Nuuk: The grand hopes for a mining boom in Greenland have been countered by two Australian mining companies, just as US President Donald Trump steps up his talk of taking over the Arctic territory.
The Australian decisions over the past two weeks, including the closure of a vast zinc project, reveal the barriers to the boom, despite White House talk of extracting critical minerals for technology and defence companies.
Trump threatened on Friday to gain control of Greenland “whether they like it or not” and previously spoke of major deals to develop its rare earth deposits, but experts say his takeover would not change the obstacles to new mines.
“I’m sceptical, borderline cynical, that it’s going to make any difference,” Skylark Minerals chief executive Michael Jardine said. The company spent almost two decades in Greenland seeking to develop a major zinc deposit.
But Skylark announced on December 30 it would wind up its operations in Greenland despite the potential of the Citronen project, once said to be big enough to produce zinc worth more than $1 billion a year at a fiord in the Arctic Circle.
Another Australian company, Energy Transition Minerals, is locked in a legal dispute with the governments of Denmark and Greenland over a policy change that blocked its plans.
Company managing director Daniel Mamadou blamed political volatility rather than geology for halting the work to mine rare earth oxides at Kvanefjeld, near the southern tip of the island.
Trump has not set out any detailed proposal to control Greenland and his talk has been flatly rejected by political leaders in Denmark, Greenland and several NATO members including Britain, France, Germany and Italy.
Secretary of State Marco Rubio is expected to meet foreign ministers from Denmark and Greenland in Washington DC on Wednesday to discuss the US ambitions.
Jardine said his company’s experience with the zinc project confirmed the high cost of mining in Greenland when new projects need transport links, energy, labour and political certainty to succeed.
“They’re not issues that will be fixed simply by changing the flag,” he told this masthead.
The Citronen deposit was discovered in the 1990s and is located on the northern coast of Greenland, about 750 kilometres from the North Pole and further north than the US military base at Pituffik, formerly called Thule.
The project gained support in 2021 from the Export-Import Bank of the United States, a government agency known as EXIM, in a non-binding plan to provide up to $US657 million ($979 million) in debt.
The loans were never issued, however, because the cost structure of the project was too high to secure equity investors, a necessary step for EXIM.
“Debt is relatively available, and government debt is available, but when you go to do project equity it is much, much harder,” Jardine said.
“As a company and a collective of people, we probably over-committed to trying to make that project work … And there comes a point where sinking more and more time, energy and capital into it is just the wrong decision.
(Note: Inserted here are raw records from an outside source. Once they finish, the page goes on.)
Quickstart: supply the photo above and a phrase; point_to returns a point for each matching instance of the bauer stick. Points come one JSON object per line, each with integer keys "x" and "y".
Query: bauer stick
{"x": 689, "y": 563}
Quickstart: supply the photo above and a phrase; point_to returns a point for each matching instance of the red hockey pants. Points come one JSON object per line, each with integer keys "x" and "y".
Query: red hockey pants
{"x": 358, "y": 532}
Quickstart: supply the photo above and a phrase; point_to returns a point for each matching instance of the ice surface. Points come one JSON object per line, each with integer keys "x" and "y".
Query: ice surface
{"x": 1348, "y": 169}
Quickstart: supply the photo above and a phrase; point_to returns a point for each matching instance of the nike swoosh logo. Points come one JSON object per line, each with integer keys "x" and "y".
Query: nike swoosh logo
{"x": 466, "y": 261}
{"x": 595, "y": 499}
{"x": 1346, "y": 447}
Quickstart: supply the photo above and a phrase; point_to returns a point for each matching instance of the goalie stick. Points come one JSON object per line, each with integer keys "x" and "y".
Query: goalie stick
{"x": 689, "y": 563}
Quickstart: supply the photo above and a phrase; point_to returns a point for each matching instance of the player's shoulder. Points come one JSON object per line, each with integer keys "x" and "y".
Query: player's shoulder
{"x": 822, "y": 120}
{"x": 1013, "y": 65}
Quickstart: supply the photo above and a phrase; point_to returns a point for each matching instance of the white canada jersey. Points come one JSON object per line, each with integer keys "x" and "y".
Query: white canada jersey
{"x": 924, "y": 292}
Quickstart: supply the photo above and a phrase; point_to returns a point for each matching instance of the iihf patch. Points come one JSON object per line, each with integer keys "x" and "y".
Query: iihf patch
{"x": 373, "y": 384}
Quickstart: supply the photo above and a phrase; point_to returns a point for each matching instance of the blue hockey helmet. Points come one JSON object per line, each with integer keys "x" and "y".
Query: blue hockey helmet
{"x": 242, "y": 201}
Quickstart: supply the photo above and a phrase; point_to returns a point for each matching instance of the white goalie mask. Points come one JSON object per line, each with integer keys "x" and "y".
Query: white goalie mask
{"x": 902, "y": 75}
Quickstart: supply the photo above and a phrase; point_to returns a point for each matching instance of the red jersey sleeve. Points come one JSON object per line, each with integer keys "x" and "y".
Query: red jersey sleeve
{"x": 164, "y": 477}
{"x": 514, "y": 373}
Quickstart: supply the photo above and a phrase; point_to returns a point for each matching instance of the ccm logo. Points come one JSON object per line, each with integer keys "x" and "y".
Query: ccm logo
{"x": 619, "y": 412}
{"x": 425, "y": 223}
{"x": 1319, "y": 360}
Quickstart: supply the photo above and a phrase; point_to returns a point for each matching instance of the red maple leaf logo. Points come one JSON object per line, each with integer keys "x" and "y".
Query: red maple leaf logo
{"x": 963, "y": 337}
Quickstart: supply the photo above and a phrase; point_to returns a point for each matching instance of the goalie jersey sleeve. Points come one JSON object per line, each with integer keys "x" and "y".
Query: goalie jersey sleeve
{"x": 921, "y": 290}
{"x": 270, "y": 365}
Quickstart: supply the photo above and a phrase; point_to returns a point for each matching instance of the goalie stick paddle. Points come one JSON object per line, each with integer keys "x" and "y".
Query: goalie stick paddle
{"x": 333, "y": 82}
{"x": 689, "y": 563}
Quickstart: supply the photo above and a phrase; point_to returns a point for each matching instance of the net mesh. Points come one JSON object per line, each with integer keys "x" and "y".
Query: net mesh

So we are leaving with our heads held high.
“I’m sceptical that any of these geopolitical concerns will change project outcomes when investors come to the point of needing to write very large equity tickets.”
The experience is a reminder of the obstacles to major projects despite the promise of loans from government funds that are guided by strategic as well as financial goals.
EXIM said last October it was willing to lend $US2.2 billion to Australian rare earth companies including Arafura Rare Earths, Northern Minerals and Sunrise Energy Metals – but the companies have to meet key conditions to gain the loans.
Skylark, previously known as Ironbark Zinc, has a market value of $35 million on the ASX. Its shares rose beyond $6 in the wake of the EXIM announcement, but have since fallen below 30¢.
Jardine said the company was now focusing on more promising projects outside Greenland, and he cautioned that exploring for minerals in the Arctic territory cost about 10 times that of similar work in Australia.
Energy Transition Minerals sued the governments of Denmark and Greenland for $US11.5 billion three years ago when the Greenland parliament passed a law to ban uranium mining.
While the company sought to mine rare earths and not uranium, its project fell foul of the law because there are small amounts of uranium in the ore at Kvanefjeld.
Energy Transition Minerals has a market value of $386 million on the ASX. It announced last Friday that it had hired Ballard Partners as strategic advisers in Washington DC. Its lawsuit continues in the courts after an arbitration tribunal ruled last October that the Danish government should not be a party to the case.
Mamadou told this masthead that barriers to mining in Greenland were not insurmountable.
“Greenland unquestionably has the geological endowment to develop critical minerals,” he said.
“The question is whether the policy and governance framework can consistently support long-cycle, capital-intensive mining projects.
“Our experience highlights that the key challenge is not geology, but uncertainty.”
Another Australian company, European Lithium, has a stake in a project in Greenland through a US company, Critical Metals Corporation, which is seeking to mine the Tanbreez rare earth deposit in the far south of the island.
The companies announced on Friday that work would start on a pilot plant at the Qaqortoq site.
European Lithium, based in Perth, saw its shares rise as high as 48.5¢ last October, in the months after Critical Metals gained a letter of intent from EXIM to lend money to the Greenland project. The share price has since fallen to 27¢.